Dopo quel biennio rivoluzionario, la possibilità era comunque limitata dalle leggi europee sull’emigrazione. L’ingresso nell’Ue è visto come un’opportunità per viaggiare, investire, lavorare all’estero, scambiare beni, servizi e informazioni. La stabilità democratica è un’altra promessa attraente. La possibilità di tornare sotto una dittatura è stata molto concreta fino a non molti anni fa. Basti pensare che la Slovacchia (che da anni è membro a pieno titolo dell’Ue) era una democrazia “protetta” sino al finire degli anni ’90. La stessa Croazia, fino al 1999, era una democrazia molto limitata dalla carismatica e controversa figura del generale Franjo Tudjman, padre dell’indipendenza croata, ma anche riconosciuto come criminale di guerra dal Tribunale Penale Internazionale per l’Ex Jugoslavia. Facendo parte dello stesso club di 27 stabili democrazie liberale, lo spettro di un autoritarismo di ritorno si allontana anche per la Croazia. La pace è poi un qualcosa che noi non sappiamo valutare appieno, considerando che non abbiamo mai più conosciuto guerre da 68 anni.

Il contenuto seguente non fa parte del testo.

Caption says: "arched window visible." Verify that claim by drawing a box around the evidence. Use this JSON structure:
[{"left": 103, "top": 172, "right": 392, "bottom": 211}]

Ma la guerra è uno spettro che si aggira ancora per le vie di Zagabria così come in quelle di Vilnius. Nel gennaio 1991, i carri sovietici soffocarono con la forza l’indipendentismo lituano. Un sobrio monumento ricorda i caduti sotto la torre della televisione di Vilnius. Tuttora preoccupa quell’enclave russa conficcata in territorio lituano, Kaliningrad, una delle maggiori basi militari russe, retaggio della vecchia Urss. La storia recente croata, poi, è un mare di sangue: la battaglia di Vukovar, le prime operazioni di pulizia etnica nelle regioni di confine della Krajina e nella Slavonia Orientale, la feroce vendetta militare di Tudjman contro i serbi nel 1995, sono tutti ricordi freschissimi, ferite ancora aperte, sono 24mila morti seppelliti da relativamente poco. All’interno dell’Ue non scoppiano guerre. Questo è quel che si vede da Est. L’appartenenza all’Ue è la conquista di un posto sicuro, la garanzia che le violenze di massa non si ripetano. Questo finora, almeno.